Although not presented here, case incidence rates have been calculated for Morocco, Zimbabwe and other countries using the Spectrum-STI tool. Such estimates are important for planning of health services and in evaluation of STI healthcare access and reporting completeness. Case incidence is a key outcome also at global level: the WHO global STI strategy 2016–2021 set its impact targets as a 90% incidence reduction from 2018 to 2030 for gonorrhoea and syphilis.15 In addition, there is interest in expanding the Spectrum model to estimate national burdens of congenital syphilis,24 55 as recommended by the WHO, applying the same ANC prevalence data and female prevalence estimates already used in Spectrum. Also, trends in STI-related complications such as Ophthalmia neonatorum, estimated to occur in 2–48% of neonates born to mothers with gonorrhoea, if not receiving ocular prophylaxis,56 could be added to the next Spectrum version.

Age differentials within adult STI rates were ignored, but could be added if forthcoming age-disaggregated prevalence data suggested plausible age patterns.

In the longer term, estimates ideally would be made at provincial or district level. In some countries it may already be possible to generate temporal trends for syphilis in ANC women at subnational level. Many high-HIV countries use the Spectrum AIDS Incidence Model for province-level HIV/AIDS estimations;9 57 a similar process could be envisioned for syphilis estimation. In countries where syphilis rates vary considerably by geography, the resulting estimates may more powerfully detect any (upward or downward) time trends, compared with national-level estimation, where trends may get obscured or confounded if survey sites and the balance between low-prevalence and high-prevalence regions happened to change over time.

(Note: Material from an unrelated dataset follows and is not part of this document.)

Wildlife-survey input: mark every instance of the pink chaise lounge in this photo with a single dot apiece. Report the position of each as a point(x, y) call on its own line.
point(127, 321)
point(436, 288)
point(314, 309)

In conclusion, the new Spectrum-STI estimation method is a promising tool to improve national estimates of STI prevalence and trends over time. The model has been developed for easy use by national surveillance experts, which should help to strengthen STI surveillance, programme design, evaluation and advocacy activities at county, regional and global levels. Spectrum-based STI estimations may, in turn, inform surveillance and programme planning for HIV/AIDS, and be the basis for a future tool to evaluate STI programme impacts and cost-effectiveness.